Waiting for the (t)rain (2015), son deuxième documentaire, est le portrait d’un petit village perdu dans la brousse du Burkina-Faso où passe deux fois par semaine le train. Les bouteilles d’eau et la nourriture que jettent les voyageurs en passant constituent le principal revenu du village, mais aussi l’unique ressource en eau pendant la saison sèche.

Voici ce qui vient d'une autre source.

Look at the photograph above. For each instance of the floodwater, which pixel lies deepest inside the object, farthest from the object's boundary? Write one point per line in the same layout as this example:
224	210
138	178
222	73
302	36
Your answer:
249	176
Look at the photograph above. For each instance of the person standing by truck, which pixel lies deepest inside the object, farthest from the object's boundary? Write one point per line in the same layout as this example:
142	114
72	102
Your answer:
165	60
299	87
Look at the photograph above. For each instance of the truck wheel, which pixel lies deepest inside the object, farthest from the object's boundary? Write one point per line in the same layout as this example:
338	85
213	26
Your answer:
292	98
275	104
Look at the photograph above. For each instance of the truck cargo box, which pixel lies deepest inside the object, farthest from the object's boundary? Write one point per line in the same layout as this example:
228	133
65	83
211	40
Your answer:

Ensuite, Ici Personne Ne Meurt (2016).« Au départ, deux amis qui ne se connaissent pas me parlent la même semaine d’une mine d’or au Bénin. J’y ai vu un signe. » Simondemande à son chef opérateur s’il est libre les deux prochains mois. Il l’est. « On part avec un budget de 1 600 euros, ce qui ne facilite pas le tournage dans une mine illégale. Pas les moyens de faire des repérages, on arrive sans savoir ce qu’on allait trouver. » La part d’improvisation est énorme. Finalement, quand la police les arrête, le manque de moyens les sauve : « Avec notre matériel, ils nous ont pris pour des touristes égarés. Ils nous ont laissés repartir. » Depuis, le film, qui met en cause le gouvernement,, a été diffusé dans 64 Pays et a reçu 113 prix. Impossible de retourner au Bénin.

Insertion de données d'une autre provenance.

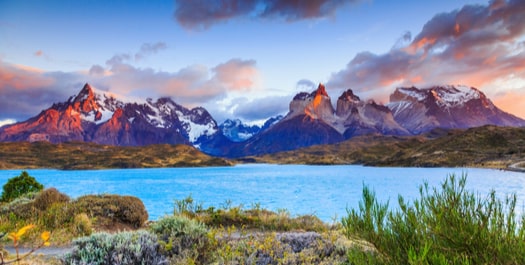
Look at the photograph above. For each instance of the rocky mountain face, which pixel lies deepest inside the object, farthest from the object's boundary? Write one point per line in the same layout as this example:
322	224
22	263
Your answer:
95	116
421	110
237	131
312	120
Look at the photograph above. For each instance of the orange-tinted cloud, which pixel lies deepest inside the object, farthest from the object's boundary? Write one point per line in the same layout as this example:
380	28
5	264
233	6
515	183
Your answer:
474	45
512	102
199	14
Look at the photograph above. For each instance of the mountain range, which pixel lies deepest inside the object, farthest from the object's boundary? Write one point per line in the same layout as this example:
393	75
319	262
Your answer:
97	116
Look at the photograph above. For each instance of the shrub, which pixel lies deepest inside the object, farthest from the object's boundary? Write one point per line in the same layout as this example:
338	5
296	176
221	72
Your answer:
49	197
445	226
114	208
82	224
18	186
123	248
183	239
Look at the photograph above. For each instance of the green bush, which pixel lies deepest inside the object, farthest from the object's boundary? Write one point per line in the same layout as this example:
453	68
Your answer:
18	186
82	224
114	208
444	226
48	197
123	248
184	240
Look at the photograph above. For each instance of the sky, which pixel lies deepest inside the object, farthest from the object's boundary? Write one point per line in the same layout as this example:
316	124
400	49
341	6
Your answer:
246	59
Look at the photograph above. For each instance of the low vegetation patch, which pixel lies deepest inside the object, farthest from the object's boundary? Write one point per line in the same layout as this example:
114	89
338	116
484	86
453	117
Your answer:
254	218
52	210
445	225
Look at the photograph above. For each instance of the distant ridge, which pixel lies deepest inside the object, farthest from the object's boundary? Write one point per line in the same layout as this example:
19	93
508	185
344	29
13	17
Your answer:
99	117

Ce n’est pas grave, le prochain documentaire se passera au Burkina-Faso.
  
Mines clandestines
Dans ce pays, il existe non loin de Houndé, dans la région des Hauts Bassins du sud-ouest du pays, des mines d'oroù travaillent des enfants dans des conditions inhumaines.  Simon veut suivre ces enfants pour rendre compte de la réalité de leur quotidien.
Cette fois, il veut les moyens de ses ambitions. Une équipe de professionnels et du matériel de cinéma. Simon cite en exemple le documentaire danois Armadillode Janus Metz. « Je veux faire un documentaire de création, sans interview ni voix off. Pour une sortie en salles de cinéma et pour tous les publics.» Il faut suivre son personnage au plus près pour rendre compte de la réalité du quotidien de ces hommes et ces enfants dont la seule existence est liée au travail sous terre harassant et dangereux. La liberté de création a un coût.
 
La bourse
La bourse va permettre d’effectuer des repérages mais surtout de louer le matériel et rémunérer l’équipe. « C’est un tournage qui va s’étaler sur le temps, plusieurs mois. Nous devons donc avoir une équipe allégée, mais chevronnée. » Pour le matériel : « On va tourner certaines scènes dans des conditions difficiles, dans des galeries, par exemple. Nous devrons utiliser souvent une tête gyro-stabilisée pour suivre les mouvements des personnages avec fluidité. » Simon souhaite aussi apporter une attention particulière à la musique. La bourse va-t-elle suffire ? « Il faudra encore trouver des financements. » reconnaît Simon qui a tout en tête. Seule inconnue, comment ça se passera sur place.